Axi-cel vs chemoimmunotherapy in older patients with R/R LBCL

Older patients with relapsed/refractory (R/R) large B-cell lymphoma (LBCL) have poor outcomes with standard salvage chemotherapy and stem cell transplantation.¹ Additionally, older patients and/or patients with poor Eastern Cooperative Oncology Group Performance Status (ECOG PS) have limited treatment options. Axicabtagene ciloleucel (axi-cel), an autologous anti-CD19 chimeric antigen receptor (CAR) T-cell therapy, is approved by the U.S. Food and Drug Administration (FDA) as a second-line treatment for patients with LBCL. A post-hoc analysis from the ZUMA-1 trial (NCT02348216) and a survival analysis from the ZUMA-7 trial (NCT03391466) demonstrated the effectiveness of axi-cel in patients aged ≥65 years with R/R LBCL.¹

Below, we summarize results from an analysis comparing real-world outcomes of axi-cel vs chemoimmunotherapy (CIT) in patients with R/R LBCL after ≥2 lines of therapy, including patients aged ≥65 years and/or had an ECOG PS of 2, published by Lunning et al.¹ in American Journal of Hematology.

Study design and patient population¹

• This analysis compared outcomes of 1,146 patients from the Centre for International Blood and Marrow Transplant Research (CIBMTR) observational database treated with axi-cel vs 469 patients who received CIT from the retrospective SCHOLAR-1 study.
• Endpoints included overall response rate, complete response rate, and overall survival (OS).
• Median follow-up was 24.5 months (95% confidence interval [CI], 24.3–24.9) and 59.8 months (95% CI, 52.3–65.0) in the axi-cel and CIT groups, respectively.

Key findings¹

Patient characteristics

• Before propensity score matching, patients in the axi-cel group were older, more likely to have ECOG PS <2, and were more heavily pretreated (Table 1).
• After propensity score matching:
  • The response rate analysis set included 493 and 289 patients from the axi-cel and CIT groups, respectively.
  • The survival analysis set included 659 and 406 patients from the axi-cel and CIT groups, respectively.

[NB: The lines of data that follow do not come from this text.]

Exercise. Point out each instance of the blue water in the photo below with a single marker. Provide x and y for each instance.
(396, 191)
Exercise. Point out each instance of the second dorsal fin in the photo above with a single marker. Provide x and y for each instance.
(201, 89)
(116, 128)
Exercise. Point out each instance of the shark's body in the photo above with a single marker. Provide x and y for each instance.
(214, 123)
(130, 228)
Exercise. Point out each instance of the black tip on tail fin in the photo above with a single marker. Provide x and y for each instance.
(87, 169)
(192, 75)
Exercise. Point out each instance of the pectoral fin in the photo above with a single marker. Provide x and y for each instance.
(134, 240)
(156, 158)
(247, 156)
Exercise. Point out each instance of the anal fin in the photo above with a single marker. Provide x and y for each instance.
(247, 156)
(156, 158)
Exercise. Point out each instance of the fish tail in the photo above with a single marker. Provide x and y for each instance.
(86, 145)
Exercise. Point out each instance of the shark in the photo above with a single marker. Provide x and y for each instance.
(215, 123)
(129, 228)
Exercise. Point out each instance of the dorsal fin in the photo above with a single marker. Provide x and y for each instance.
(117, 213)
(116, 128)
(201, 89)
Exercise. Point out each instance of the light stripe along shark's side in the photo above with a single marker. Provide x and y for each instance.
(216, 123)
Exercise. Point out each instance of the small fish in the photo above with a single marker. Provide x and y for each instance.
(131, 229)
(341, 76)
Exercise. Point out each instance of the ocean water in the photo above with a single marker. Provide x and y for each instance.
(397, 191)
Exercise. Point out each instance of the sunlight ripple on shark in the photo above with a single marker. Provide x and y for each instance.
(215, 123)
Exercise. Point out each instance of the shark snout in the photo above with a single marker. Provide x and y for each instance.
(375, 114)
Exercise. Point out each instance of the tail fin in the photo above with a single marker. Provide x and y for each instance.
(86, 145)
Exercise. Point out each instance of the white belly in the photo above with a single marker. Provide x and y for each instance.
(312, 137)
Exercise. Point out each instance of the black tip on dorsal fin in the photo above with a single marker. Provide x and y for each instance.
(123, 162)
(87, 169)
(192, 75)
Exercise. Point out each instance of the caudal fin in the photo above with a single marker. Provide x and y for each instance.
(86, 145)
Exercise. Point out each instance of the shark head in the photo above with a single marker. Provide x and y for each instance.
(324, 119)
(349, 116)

Table 1. Patient characteristics*

Baseline characteristics, % (unless otherwise specified)	Axi-cel (n = 1,146)	CIT (n = 469)
Axi-cel, axicabtagene ciloleucel; CIT, chemoimmunotherapy; ECOG PS, Eastern Cooperative Oncology Group Performance Status. *Adapted from Lunning, et al.1
Median age, years (range)	62.3 (19.6–86.2)	55.4 (19.8–81.2)
<65 years	61	86
≥65 years	39	14
≥70 years	20	6
ECOG PS
0–1	85	63
≥2	4	11
Unknown	11	26
Prior lines of therapy
2	34	96
≥3	66	4

Efficacy

• The estimated 12-month OS rate was 62% (95% CI, 58–66) and 28% (95% CI, 24–33) in the axi-cel and CIT groups, respectively.
• Median OS was longer in axi-cel vs CIT groups, respectively (hazard ratio [HR], 0.30; 95% CI 0.24–0.37) as well as in the subgroups:
  • <65 years: HR, 0.29 (95% CI, 0.22–0.28)
  • ≥65 years: HR, 0.32 (95% CI, 0.22–0.48)
  • ECOG PS <2: HR, 0.27 (95% CI, 0.20–0.35)
  • ECOG PS = 2: HR, 0.72 (95% CI 0.41–1.29).
• The overall response rate and complete response rates were also higher in the axi-cel vs the CIT group (Figure 1).

Axi-cel, axicabtagene ciloleucel; CIT, chemoimmunotherapy; CR, complete response; ECOG PS, Eastern Cooperative Oncology Group performance status; ORR, overall response rate.
*Adapted from Lunning, et al.¹

 

Key learnings
This real-world analysis demonstrated the benefit of axi-cel over CIT in patients with R/R LBCL. The improved response rates were more pronounced in patients aged ≥65 years, suggesting these patients in particular may benefit from axi-cel treatment. These results support the use of axi-cel therapy in older patients and/or patients with a poorer ECOG PS with R/R LBCL.